Three students from University of Saarland in Germany at the Centre for IT Security – Kai Greshake, Eric Petryka and Jens Heyens – discovered that MongoDB databases running at TCP port 27017 as a service on several thousands of commercial web servers are easily accessible on the Internet.
MongoDB is an open-source database used by companies of all sizes, across all industries for a wide variety of applications. MongoDB is built for scalability, performance and high availability, scaling from single server deployments to large, complex multi-site architectures. By leveraging in-memory computing, MongoDB provides high performance for both reads and writes.
The German researchers said that they were able to get "read and write access" to the unsecured MongoDB databases without using any special hacking tools. They found 39,890 MongoDB databases openly available on the Internet, including one belongs to an unnamed French telecommunications company containing 8 Million customer’s phone numbers and addresses.
"Anybody could retrieve and even alter several million items of customer data, including names, addresses, emails and credit card numbers," the university in Saarbruecken on the Franco-German border said in a statement.
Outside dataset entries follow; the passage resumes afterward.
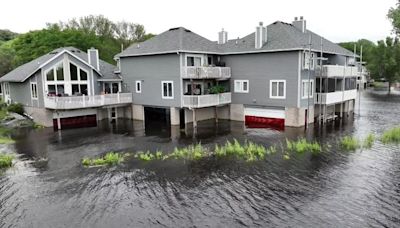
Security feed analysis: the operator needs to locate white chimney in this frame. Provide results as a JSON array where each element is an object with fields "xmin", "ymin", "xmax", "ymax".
[
  {"xmin": 292, "ymin": 16, "xmax": 307, "ymax": 33},
  {"xmin": 218, "ymin": 29, "xmax": 228, "ymax": 44},
  {"xmin": 88, "ymin": 47, "xmax": 100, "ymax": 70},
  {"xmin": 255, "ymin": 22, "xmax": 267, "ymax": 49}
]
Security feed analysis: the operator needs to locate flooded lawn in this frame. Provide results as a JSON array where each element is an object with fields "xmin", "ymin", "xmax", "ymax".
[{"xmin": 0, "ymin": 92, "xmax": 400, "ymax": 227}]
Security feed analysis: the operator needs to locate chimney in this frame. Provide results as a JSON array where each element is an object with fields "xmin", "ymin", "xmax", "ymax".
[
  {"xmin": 88, "ymin": 47, "xmax": 100, "ymax": 70},
  {"xmin": 255, "ymin": 22, "xmax": 267, "ymax": 49},
  {"xmin": 292, "ymin": 16, "xmax": 307, "ymax": 33},
  {"xmin": 218, "ymin": 29, "xmax": 228, "ymax": 44}
]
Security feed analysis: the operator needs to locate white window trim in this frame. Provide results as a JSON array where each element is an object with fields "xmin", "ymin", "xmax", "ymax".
[
  {"xmin": 30, "ymin": 82, "xmax": 38, "ymax": 100},
  {"xmin": 233, "ymin": 80, "xmax": 250, "ymax": 93},
  {"xmin": 135, "ymin": 81, "xmax": 142, "ymax": 93},
  {"xmin": 269, "ymin": 80, "xmax": 286, "ymax": 99},
  {"xmin": 185, "ymin": 54, "xmax": 204, "ymax": 67},
  {"xmin": 161, "ymin": 81, "xmax": 174, "ymax": 99},
  {"xmin": 301, "ymin": 79, "xmax": 315, "ymax": 99}
]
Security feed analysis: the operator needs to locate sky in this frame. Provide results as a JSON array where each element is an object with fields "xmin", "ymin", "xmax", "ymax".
[{"xmin": 0, "ymin": 0, "xmax": 397, "ymax": 42}]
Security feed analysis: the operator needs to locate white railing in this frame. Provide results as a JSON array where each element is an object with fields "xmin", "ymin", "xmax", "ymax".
[
  {"xmin": 183, "ymin": 93, "xmax": 232, "ymax": 108},
  {"xmin": 319, "ymin": 65, "xmax": 360, "ymax": 77},
  {"xmin": 44, "ymin": 93, "xmax": 132, "ymax": 109},
  {"xmin": 182, "ymin": 67, "xmax": 231, "ymax": 79},
  {"xmin": 314, "ymin": 89, "xmax": 357, "ymax": 105}
]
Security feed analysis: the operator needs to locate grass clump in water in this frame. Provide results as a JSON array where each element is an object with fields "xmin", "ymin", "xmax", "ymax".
[
  {"xmin": 215, "ymin": 139, "xmax": 266, "ymax": 161},
  {"xmin": 286, "ymin": 139, "xmax": 322, "ymax": 154},
  {"xmin": 340, "ymin": 136, "xmax": 360, "ymax": 150},
  {"xmin": 0, "ymin": 154, "xmax": 14, "ymax": 169},
  {"xmin": 363, "ymin": 133, "xmax": 375, "ymax": 148},
  {"xmin": 381, "ymin": 127, "xmax": 400, "ymax": 144},
  {"xmin": 82, "ymin": 152, "xmax": 124, "ymax": 166}
]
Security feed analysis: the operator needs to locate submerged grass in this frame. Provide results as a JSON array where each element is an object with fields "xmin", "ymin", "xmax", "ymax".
[
  {"xmin": 363, "ymin": 133, "xmax": 375, "ymax": 148},
  {"xmin": 0, "ymin": 154, "xmax": 14, "ymax": 169},
  {"xmin": 381, "ymin": 127, "xmax": 400, "ymax": 144},
  {"xmin": 82, "ymin": 152, "xmax": 124, "ymax": 166},
  {"xmin": 286, "ymin": 138, "xmax": 322, "ymax": 154},
  {"xmin": 340, "ymin": 136, "xmax": 360, "ymax": 151}
]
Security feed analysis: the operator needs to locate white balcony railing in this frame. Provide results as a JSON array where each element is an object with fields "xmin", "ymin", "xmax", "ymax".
[
  {"xmin": 183, "ymin": 93, "xmax": 232, "ymax": 108},
  {"xmin": 182, "ymin": 67, "xmax": 231, "ymax": 79},
  {"xmin": 314, "ymin": 89, "xmax": 357, "ymax": 105},
  {"xmin": 318, "ymin": 65, "xmax": 360, "ymax": 77},
  {"xmin": 44, "ymin": 93, "xmax": 132, "ymax": 109}
]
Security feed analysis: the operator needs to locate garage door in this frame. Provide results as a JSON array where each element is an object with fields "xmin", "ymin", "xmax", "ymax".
[{"xmin": 244, "ymin": 107, "xmax": 285, "ymax": 130}]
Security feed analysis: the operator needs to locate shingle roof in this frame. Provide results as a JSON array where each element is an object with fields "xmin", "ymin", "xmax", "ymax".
[
  {"xmin": 0, "ymin": 47, "xmax": 121, "ymax": 82},
  {"xmin": 116, "ymin": 21, "xmax": 354, "ymax": 57}
]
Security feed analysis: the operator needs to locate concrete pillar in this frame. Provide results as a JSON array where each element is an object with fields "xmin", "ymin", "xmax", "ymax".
[
  {"xmin": 132, "ymin": 104, "xmax": 144, "ymax": 121},
  {"xmin": 170, "ymin": 107, "xmax": 180, "ymax": 126}
]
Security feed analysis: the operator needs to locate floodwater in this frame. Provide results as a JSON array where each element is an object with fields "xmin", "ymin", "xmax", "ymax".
[{"xmin": 0, "ymin": 92, "xmax": 400, "ymax": 227}]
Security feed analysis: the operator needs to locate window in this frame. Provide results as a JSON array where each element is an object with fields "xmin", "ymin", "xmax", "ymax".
[
  {"xmin": 234, "ymin": 80, "xmax": 249, "ymax": 93},
  {"xmin": 69, "ymin": 63, "xmax": 78, "ymax": 81},
  {"xmin": 303, "ymin": 51, "xmax": 315, "ymax": 70},
  {"xmin": 31, "ymin": 83, "xmax": 37, "ymax": 99},
  {"xmin": 301, "ymin": 80, "xmax": 314, "ymax": 99},
  {"xmin": 186, "ymin": 56, "xmax": 202, "ymax": 66},
  {"xmin": 136, "ymin": 81, "xmax": 142, "ymax": 93},
  {"xmin": 56, "ymin": 63, "xmax": 64, "ymax": 81},
  {"xmin": 161, "ymin": 81, "xmax": 174, "ymax": 99},
  {"xmin": 269, "ymin": 80, "xmax": 286, "ymax": 99}
]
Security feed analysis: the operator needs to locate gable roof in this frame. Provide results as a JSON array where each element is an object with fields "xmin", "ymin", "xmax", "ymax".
[
  {"xmin": 116, "ymin": 21, "xmax": 354, "ymax": 58},
  {"xmin": 0, "ymin": 47, "xmax": 121, "ymax": 82}
]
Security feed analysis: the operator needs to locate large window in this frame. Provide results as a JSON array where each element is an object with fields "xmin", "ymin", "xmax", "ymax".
[
  {"xmin": 135, "ymin": 81, "xmax": 142, "ymax": 93},
  {"xmin": 161, "ymin": 81, "xmax": 174, "ymax": 99},
  {"xmin": 234, "ymin": 80, "xmax": 249, "ymax": 93},
  {"xmin": 31, "ymin": 82, "xmax": 38, "ymax": 99},
  {"xmin": 269, "ymin": 80, "xmax": 286, "ymax": 99},
  {"xmin": 301, "ymin": 80, "xmax": 314, "ymax": 99}
]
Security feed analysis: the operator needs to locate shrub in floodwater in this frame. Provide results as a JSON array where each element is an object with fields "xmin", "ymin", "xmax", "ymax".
[
  {"xmin": 82, "ymin": 152, "xmax": 124, "ymax": 166},
  {"xmin": 381, "ymin": 127, "xmax": 400, "ymax": 144},
  {"xmin": 286, "ymin": 139, "xmax": 322, "ymax": 153},
  {"xmin": 363, "ymin": 133, "xmax": 375, "ymax": 148},
  {"xmin": 214, "ymin": 139, "xmax": 266, "ymax": 161},
  {"xmin": 340, "ymin": 136, "xmax": 360, "ymax": 150},
  {"xmin": 0, "ymin": 154, "xmax": 14, "ymax": 168}
]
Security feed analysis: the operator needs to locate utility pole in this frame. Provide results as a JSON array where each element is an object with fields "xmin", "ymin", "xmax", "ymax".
[{"xmin": 306, "ymin": 33, "xmax": 314, "ymax": 129}]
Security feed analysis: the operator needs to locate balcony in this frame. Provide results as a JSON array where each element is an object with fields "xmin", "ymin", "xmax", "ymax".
[
  {"xmin": 44, "ymin": 93, "xmax": 132, "ymax": 110},
  {"xmin": 183, "ymin": 93, "xmax": 232, "ymax": 108},
  {"xmin": 182, "ymin": 67, "xmax": 231, "ymax": 80},
  {"xmin": 314, "ymin": 89, "xmax": 357, "ymax": 105},
  {"xmin": 317, "ymin": 65, "xmax": 360, "ymax": 77}
]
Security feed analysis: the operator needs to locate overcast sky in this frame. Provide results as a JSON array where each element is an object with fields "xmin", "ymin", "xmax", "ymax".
[{"xmin": 0, "ymin": 0, "xmax": 397, "ymax": 42}]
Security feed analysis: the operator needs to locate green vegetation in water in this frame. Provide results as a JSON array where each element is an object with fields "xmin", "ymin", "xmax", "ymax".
[
  {"xmin": 215, "ymin": 139, "xmax": 268, "ymax": 161},
  {"xmin": 363, "ymin": 133, "xmax": 375, "ymax": 148},
  {"xmin": 340, "ymin": 136, "xmax": 360, "ymax": 151},
  {"xmin": 0, "ymin": 154, "xmax": 14, "ymax": 169},
  {"xmin": 381, "ymin": 127, "xmax": 400, "ymax": 144},
  {"xmin": 286, "ymin": 139, "xmax": 322, "ymax": 154},
  {"xmin": 82, "ymin": 152, "xmax": 124, "ymax": 166}
]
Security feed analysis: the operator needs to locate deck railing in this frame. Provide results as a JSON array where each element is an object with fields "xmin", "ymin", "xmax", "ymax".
[
  {"xmin": 44, "ymin": 93, "xmax": 132, "ymax": 109},
  {"xmin": 182, "ymin": 67, "xmax": 231, "ymax": 80},
  {"xmin": 183, "ymin": 92, "xmax": 232, "ymax": 108}
]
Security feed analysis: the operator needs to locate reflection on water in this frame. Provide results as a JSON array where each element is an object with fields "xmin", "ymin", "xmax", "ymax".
[{"xmin": 0, "ymin": 92, "xmax": 400, "ymax": 227}]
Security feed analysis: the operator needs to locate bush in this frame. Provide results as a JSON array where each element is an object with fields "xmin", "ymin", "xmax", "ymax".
[
  {"xmin": 7, "ymin": 103, "xmax": 25, "ymax": 115},
  {"xmin": 381, "ymin": 127, "xmax": 400, "ymax": 144},
  {"xmin": 82, "ymin": 152, "xmax": 124, "ymax": 166},
  {"xmin": 340, "ymin": 136, "xmax": 360, "ymax": 150},
  {"xmin": 0, "ymin": 154, "xmax": 14, "ymax": 168}
]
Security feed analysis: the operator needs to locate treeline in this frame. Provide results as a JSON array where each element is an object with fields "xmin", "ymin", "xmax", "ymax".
[
  {"xmin": 340, "ymin": 0, "xmax": 400, "ymax": 91},
  {"xmin": 0, "ymin": 15, "xmax": 154, "ymax": 76}
]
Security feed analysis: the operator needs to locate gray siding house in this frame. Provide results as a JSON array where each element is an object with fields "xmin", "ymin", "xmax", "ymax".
[
  {"xmin": 0, "ymin": 47, "xmax": 132, "ymax": 129},
  {"xmin": 115, "ymin": 17, "xmax": 358, "ymax": 127}
]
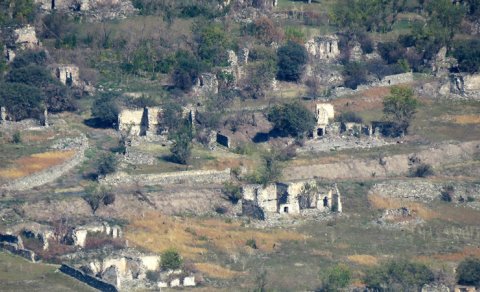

Exploiting the loophole is incredibly easy, as an attacker only needs to run a port scan for TCP port 27017 on the victim’s machine and finding all possible vulnerable servers on the Internet could be achieved within four hours by scanning the Internet using fastest TCP Port Scanner called, "masscan".
However, Shodan Search Engine makes the task even easier as it helps hackers to identify accessible MongoDB databases easily. Shodan has a database containing IP addresses with a list of services running and an easy-to-use filter mask.
The German researchers reported the issue to MongoDB as well as the French Data Protection Authority (CNIL) and the Federal Office for Information Security so that the affected database owners could be notified of the loophole.
MongoDB responded to the issue, saying "MongoDB takes security very seriously." Those who are affected by the issue should use latest installer for MongoDB which limits network access to localhost by default and also refer MongoDB Security Manual.